The internet has been down at our house following a patch of stormy weather. In some ways, the outage has been a blessing, but being disconnected has also been inconvenient. Hence, this late post on “What’s Brewing” is brought to you from my favorite booth at Great Lakes Chocolate and Coffee (where the Pandora station is down but the Wi-Fi is free.)
The world is made up of interesting people, and lots of them show up at my coffee shop — on both sides of the counter.
My co-workers are mostly 20-something females. I have many opportunities to relate to young adults in a number of venues (my kids’ friends, for one), so I’m pretty comfortable around them. But I’ve had to remember to leave my “mom hat” at home when I work a shift at Great Lakes Chocolate and Coffee. We’re just co-workers and they aren’t here for parental advice.

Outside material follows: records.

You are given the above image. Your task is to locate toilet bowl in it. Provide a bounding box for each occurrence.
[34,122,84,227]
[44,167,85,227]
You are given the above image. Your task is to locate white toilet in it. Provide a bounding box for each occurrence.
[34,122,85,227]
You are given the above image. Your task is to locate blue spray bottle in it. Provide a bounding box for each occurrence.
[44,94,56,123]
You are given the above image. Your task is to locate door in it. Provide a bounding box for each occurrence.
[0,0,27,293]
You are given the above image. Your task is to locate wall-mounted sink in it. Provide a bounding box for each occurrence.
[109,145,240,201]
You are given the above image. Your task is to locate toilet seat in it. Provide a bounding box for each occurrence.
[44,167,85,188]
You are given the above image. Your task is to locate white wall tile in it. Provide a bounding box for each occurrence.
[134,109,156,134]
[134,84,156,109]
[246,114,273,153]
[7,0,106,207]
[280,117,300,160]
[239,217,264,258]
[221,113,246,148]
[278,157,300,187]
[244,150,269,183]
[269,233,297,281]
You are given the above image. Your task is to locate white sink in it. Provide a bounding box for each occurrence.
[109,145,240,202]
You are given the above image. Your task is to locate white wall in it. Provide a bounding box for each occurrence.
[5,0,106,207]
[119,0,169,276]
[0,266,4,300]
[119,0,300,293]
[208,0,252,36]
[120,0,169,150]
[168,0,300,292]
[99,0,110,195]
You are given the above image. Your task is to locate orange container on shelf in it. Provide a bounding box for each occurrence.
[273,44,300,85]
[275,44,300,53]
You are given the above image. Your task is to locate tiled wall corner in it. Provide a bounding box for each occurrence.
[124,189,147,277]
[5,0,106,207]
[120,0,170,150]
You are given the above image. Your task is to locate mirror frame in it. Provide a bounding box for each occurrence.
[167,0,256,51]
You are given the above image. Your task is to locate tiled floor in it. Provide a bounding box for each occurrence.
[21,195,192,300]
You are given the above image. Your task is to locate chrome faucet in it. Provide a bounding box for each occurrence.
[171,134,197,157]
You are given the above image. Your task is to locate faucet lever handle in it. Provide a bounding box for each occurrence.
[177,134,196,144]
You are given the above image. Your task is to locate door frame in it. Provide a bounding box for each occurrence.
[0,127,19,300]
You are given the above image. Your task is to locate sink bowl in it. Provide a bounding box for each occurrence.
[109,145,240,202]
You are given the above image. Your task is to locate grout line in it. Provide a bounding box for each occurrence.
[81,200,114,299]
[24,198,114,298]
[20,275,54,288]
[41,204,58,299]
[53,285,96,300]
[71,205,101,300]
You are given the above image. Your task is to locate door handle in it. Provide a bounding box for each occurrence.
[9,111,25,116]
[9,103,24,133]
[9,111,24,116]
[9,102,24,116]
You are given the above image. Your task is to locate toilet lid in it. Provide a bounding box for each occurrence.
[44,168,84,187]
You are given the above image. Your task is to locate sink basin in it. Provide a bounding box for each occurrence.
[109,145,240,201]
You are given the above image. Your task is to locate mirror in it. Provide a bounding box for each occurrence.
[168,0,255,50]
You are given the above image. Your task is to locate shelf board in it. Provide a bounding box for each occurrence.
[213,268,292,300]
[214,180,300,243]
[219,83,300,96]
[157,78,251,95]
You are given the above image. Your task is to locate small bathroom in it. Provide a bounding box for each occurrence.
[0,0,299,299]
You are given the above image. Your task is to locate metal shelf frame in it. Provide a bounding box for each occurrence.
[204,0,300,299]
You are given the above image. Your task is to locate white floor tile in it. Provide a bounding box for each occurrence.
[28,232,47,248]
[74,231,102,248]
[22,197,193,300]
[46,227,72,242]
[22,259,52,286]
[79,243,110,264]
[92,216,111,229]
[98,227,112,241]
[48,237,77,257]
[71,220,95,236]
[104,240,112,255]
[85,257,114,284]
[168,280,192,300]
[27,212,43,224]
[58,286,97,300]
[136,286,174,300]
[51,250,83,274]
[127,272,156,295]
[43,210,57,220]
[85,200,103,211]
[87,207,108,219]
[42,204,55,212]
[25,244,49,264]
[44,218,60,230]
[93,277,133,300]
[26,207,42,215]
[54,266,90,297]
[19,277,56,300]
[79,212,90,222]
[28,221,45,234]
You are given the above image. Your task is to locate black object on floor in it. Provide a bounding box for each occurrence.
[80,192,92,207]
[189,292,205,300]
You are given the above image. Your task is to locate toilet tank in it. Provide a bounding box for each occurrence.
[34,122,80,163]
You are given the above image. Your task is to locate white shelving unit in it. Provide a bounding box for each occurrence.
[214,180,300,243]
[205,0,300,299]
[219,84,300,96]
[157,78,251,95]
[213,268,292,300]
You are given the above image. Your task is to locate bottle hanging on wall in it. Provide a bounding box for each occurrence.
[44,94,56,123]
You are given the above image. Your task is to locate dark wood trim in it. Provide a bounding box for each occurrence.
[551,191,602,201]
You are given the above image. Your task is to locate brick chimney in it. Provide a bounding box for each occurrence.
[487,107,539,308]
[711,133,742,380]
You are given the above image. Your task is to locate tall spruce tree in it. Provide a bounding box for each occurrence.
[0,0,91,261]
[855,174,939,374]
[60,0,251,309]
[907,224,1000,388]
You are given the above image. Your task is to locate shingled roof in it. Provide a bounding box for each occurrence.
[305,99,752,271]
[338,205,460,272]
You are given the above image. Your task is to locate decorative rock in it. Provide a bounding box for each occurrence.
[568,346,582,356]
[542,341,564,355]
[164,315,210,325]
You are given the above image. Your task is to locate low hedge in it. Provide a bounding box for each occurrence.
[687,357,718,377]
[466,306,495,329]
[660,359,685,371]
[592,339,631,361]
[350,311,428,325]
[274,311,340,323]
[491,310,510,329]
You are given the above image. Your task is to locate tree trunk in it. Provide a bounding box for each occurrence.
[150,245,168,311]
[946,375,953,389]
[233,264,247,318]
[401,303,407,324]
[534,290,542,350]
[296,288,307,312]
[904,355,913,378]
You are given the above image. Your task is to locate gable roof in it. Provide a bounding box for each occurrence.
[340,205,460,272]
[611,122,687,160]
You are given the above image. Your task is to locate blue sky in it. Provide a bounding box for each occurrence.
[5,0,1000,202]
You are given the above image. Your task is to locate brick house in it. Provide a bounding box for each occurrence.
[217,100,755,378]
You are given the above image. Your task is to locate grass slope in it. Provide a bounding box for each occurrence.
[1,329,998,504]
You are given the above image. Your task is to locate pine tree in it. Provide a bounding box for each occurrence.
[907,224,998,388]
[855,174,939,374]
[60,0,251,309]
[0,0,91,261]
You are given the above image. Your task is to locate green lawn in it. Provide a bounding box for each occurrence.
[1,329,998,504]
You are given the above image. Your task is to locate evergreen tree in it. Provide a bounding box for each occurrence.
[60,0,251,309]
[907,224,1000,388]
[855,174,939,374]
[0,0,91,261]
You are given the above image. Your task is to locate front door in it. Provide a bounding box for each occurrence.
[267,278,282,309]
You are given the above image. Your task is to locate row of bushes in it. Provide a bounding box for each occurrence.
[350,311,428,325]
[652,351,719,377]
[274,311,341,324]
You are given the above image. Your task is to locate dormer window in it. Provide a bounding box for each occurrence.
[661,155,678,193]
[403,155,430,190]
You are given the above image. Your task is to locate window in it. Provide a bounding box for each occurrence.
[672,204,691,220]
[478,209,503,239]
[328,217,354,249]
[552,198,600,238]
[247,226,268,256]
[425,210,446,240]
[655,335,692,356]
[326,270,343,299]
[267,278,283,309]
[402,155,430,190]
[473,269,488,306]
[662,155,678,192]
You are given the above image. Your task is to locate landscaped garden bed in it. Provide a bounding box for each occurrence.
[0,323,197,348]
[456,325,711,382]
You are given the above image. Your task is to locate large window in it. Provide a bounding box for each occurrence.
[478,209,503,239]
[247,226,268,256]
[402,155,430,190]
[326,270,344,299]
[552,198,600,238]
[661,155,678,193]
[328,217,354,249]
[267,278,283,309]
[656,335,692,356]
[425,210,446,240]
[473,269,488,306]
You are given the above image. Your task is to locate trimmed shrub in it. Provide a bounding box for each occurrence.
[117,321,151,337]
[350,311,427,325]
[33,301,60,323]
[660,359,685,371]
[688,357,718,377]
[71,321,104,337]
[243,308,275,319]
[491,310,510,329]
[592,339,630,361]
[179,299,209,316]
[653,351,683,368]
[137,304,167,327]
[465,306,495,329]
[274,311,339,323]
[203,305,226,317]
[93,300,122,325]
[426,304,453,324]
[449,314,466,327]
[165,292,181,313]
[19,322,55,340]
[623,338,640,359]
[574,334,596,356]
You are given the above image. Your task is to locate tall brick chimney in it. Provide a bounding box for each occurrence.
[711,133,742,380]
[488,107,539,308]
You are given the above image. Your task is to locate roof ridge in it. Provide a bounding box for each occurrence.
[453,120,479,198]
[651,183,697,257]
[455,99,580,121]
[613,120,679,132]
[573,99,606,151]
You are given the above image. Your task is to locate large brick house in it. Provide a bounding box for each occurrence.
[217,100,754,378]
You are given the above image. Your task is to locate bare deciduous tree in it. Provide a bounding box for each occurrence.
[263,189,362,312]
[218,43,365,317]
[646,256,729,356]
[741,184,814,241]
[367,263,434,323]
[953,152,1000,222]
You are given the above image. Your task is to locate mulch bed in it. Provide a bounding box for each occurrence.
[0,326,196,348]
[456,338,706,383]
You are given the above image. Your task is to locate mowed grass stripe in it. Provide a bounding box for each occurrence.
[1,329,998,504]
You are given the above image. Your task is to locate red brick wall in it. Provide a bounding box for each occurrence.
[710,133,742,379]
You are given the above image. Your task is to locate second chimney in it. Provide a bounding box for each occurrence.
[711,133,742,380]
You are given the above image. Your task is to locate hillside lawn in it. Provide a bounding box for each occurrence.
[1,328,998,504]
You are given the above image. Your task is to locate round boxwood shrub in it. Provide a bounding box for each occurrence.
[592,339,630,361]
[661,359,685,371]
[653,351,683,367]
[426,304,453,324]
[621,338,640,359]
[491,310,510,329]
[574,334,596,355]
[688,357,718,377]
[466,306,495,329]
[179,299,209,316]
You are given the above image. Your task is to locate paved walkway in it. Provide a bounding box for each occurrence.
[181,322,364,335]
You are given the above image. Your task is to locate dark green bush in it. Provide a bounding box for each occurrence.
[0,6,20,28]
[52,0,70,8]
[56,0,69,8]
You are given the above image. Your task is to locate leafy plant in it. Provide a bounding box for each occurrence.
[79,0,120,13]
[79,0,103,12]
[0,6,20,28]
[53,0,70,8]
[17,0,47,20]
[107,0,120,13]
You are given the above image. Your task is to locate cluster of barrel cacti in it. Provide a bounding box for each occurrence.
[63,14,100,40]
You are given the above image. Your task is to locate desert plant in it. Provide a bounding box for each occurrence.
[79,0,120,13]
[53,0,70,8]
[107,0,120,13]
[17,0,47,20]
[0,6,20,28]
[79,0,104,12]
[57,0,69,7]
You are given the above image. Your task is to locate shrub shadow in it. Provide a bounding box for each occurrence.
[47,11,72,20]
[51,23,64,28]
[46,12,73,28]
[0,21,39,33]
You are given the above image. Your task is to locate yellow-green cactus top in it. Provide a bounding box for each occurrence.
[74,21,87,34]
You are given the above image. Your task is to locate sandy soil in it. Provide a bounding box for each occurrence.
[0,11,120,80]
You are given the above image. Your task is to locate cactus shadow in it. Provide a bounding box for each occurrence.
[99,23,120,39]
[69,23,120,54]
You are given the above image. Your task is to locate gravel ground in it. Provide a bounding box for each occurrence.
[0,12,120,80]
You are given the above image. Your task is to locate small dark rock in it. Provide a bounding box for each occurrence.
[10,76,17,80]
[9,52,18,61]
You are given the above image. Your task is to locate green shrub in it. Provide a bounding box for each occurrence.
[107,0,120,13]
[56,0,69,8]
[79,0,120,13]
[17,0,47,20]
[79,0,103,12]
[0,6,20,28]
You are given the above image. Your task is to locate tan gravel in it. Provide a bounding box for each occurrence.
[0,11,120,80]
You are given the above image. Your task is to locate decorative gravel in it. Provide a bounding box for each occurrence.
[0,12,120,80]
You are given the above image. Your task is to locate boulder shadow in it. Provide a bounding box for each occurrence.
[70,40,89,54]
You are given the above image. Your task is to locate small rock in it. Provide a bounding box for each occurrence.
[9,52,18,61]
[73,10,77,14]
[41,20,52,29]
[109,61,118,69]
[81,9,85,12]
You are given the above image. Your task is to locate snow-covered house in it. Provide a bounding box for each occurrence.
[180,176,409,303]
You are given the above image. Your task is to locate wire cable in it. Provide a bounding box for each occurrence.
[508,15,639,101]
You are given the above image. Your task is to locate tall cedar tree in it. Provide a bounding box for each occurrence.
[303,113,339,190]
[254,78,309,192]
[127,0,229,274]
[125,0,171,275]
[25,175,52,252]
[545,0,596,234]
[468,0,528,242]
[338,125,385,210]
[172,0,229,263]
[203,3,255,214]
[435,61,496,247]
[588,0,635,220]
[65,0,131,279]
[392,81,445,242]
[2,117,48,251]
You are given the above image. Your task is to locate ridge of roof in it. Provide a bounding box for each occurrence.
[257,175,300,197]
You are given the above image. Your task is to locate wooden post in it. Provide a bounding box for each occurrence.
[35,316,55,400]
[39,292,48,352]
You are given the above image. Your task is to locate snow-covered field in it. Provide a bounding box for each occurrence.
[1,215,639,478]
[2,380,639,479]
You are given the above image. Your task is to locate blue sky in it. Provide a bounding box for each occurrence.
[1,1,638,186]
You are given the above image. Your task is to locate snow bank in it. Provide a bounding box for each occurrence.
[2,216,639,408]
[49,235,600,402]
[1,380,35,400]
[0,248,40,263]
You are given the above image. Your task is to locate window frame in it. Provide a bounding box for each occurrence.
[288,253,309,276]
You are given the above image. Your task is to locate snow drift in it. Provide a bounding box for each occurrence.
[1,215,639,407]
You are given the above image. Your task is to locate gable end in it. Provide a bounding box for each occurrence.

However, watching them interact with one another and with the customers, I can’t help but begin to care about the issues they bring with them to their work shift.
There’s the stressed-out single Mom who works this and another job to make ends meet. And the college students who are juggling summer classes while working nearly full-time, wondering just where that expensive college degree will take them. And the girl who hasn’t yet figured out what she wants, but knows she needs a job to get there.
For the most part, they are professional and responsible, and they don’t let “life” infringe on work. They really expect and deserve to be treated like the self-sufficient, competent young women they are.
So I when I walk through the front door, I tuck the “mom hat” into my purse.
But that doesn’t shut down my “mom heart”.
As I prepare today to spend the next several hours working alongside one of these young ones, tumbling around in my head are words that I wish I had heard at their age, wisdom that jumped off the page to me as I spent some early morning moments on my front porch today — just me, God and the birds. And these inspired words:
“If we have found peace, it is only because we have found the end of self.” Steven James
From my vantage point — 60+ years down the road — these words hold a lot of truth. At 20-something, I doubt I would have listened or cared.
But if I shared them with my young co-workers, I would add this:
All that is crazy and seemingly out of control in your world today…
All that seems so important and life-changing…
Everything that appears to hold the key to your future happiness…
All those good and necessary things don’t stand up to the peace that comes from knowing “self” can’t possibly have all the answers. Even the most competent and wise among us will someday figure out that peace — contentment, satisfaction, success — only comes when we demand less of ourselves and pray more.
That’s what my “mom heart” would have them know.